COBRA Considerations in Mergers & Acquisitions
When an organization makes the decision to reorganize, such as participating in a merger or acquisition, certain employees can have their job status negatively impacted through terminations and reductions in hours. These employment changes often trigger the requirement to offer COBRA continuation coverage, creating questions as to which party involved in the business reorganization must handle the COBRA obligations. COBRA has clear regulations detailing who must be offered COBRA and which organization is responsible for making the offer.
To Whom Should COBRA Be Offered?
In a merger or acquisition scenario, “M&A qualified beneficiaries” have the legal right to COBRA continuation coverage. The structure of the merger or acquisition as stock or asset sale determines whether an individual is an M&A qualified beneficiary. Please note that individuals must experience a COBRA qualifying event, such as termination of employment, to be M&A beneficiaries.
Stock Sale
In the event of a stock sale, qualified beneficiaries are individuals whose last employment was associated with the acquired business entity and:
- Whose COBRA qualifying event occurred prior to the sale; or
- Whose COBRA qualifying event occurs “in connection with the sale.
Individuals who continue employment with the acquired organization after the stock sale have not experienced a COBRA qualifying event, as their employment has not terminated, and should not be offered COBRA.
Asset Sale
In the event of an asset sale, qualified beneficiaries are individuals whose last employment was in connection with the acquired assets and:
- Whose COBRA qualifying event occurred prior to the sale; or
- Whose COBRA qualifying event occurs “in connection with the sale.

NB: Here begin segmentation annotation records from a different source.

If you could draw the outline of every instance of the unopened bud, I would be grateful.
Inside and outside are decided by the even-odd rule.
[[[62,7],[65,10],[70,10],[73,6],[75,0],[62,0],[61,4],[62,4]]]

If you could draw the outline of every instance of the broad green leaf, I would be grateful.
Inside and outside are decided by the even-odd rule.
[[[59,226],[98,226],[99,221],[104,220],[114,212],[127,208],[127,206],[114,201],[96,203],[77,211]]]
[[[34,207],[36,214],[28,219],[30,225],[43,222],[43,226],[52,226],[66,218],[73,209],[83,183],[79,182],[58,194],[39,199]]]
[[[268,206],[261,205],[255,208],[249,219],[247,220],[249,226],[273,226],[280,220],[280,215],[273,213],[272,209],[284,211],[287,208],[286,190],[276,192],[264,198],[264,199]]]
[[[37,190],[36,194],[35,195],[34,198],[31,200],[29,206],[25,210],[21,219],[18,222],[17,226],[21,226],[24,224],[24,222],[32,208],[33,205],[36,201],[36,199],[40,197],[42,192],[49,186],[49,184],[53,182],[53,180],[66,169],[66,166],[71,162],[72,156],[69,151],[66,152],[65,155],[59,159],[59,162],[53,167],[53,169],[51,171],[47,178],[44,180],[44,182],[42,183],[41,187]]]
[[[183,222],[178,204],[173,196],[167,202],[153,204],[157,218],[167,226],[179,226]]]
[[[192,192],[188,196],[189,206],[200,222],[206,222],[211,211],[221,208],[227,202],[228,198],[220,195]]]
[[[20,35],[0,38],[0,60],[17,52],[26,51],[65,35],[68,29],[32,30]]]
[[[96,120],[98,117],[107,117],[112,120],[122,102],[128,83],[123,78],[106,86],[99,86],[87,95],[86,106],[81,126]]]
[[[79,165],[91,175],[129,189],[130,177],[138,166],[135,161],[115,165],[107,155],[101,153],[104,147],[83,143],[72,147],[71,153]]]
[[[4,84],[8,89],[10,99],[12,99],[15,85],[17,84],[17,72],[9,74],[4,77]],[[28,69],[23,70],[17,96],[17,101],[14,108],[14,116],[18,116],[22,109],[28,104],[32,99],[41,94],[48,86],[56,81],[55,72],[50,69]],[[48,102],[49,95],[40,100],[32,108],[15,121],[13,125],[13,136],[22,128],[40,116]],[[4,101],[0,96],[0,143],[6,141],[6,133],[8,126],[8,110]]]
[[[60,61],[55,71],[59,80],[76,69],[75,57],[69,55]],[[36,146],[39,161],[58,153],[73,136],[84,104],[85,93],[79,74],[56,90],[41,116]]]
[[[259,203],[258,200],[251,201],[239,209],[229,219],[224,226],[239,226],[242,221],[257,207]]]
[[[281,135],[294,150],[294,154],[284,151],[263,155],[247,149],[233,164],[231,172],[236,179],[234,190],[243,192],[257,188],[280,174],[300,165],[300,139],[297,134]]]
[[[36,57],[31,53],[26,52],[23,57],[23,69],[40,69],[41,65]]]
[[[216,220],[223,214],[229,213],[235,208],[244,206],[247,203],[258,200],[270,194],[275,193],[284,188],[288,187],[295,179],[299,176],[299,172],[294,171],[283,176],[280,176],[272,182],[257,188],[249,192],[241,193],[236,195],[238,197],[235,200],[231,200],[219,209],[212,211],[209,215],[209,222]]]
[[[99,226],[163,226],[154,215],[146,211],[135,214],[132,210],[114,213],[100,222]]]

Employees of the seller who are employed by the buyer immediately after the asset sale are not M&A qualified beneficiaries if the buyer is a “successor employer” (described below).
Which Group, Seller or Buyer, Must Offer COBRA?
The structure of the merger or acquisition as a stock or asset sale determines which group, the seller or the buyer, has the responsibility to offer COBRA to the M&A qualified beneficiaries. The standard COBRA rules for each situation are discussed below.
In the event of a stock sale the following should be considered:
- If the seller continues to maintain any group health plan after the sale, the seller must cover the M&A qualified beneficiaries under the seller’s plan.
- If the seller ceases to maintain any group health plan “in connection with the sale,” the buyer must cover the M&A qualified beneficiaries under the buyer’s plan. The buyer’s obligation to offer COBRA begins the later of:
- The date the seller ceases to provide any group health plan; or
- The date of the stock sale.
In the event of an asset sale the following should be considered:
- If the seller continues to maintain any group health plan after the sale, the seller must cover the M&A qualified beneficiaries under the seller’s plan.
- The buyer is required to make COBRA available to M&A qualified beneficiaries if the buyer is considered a “successor employer.”
- The buyer is a successor employer if:
- The seller ceases to provide any group health plan to any employee;
- The cessation of the group health plan(s) is “in connection with the sale;” and
- The buyer continues the business operations associated with the assets purchased from the selling group without interruption or substantial change.
- The buyer’s obligation to offer COBRA begins the later of:
- The date the seller ceases to provide any group health plan; or
- The date of the asset sale.
- The buyer is a successor employer if:
The above are the “default” rules allocating COBRA responsibility in a merger or acquisition. The parties to the merger or acquisition can contractually agree to allocate the responsibility to offer COBRA to either party.
Key Takeaways:
Organizations engaged in a business reorganization would be well-served to be aware of potential COBRA obligations that arise as result of transaction. During a reorganization, unless otherwise contractually defined, these COBRA rules would apply to employees who are affected by the change.
The information provided is a summary of laws and regulations relating to employee benefit plan compliance. This information should not be construed as legal advice. In all cases, employers should consult with their own legal counsel.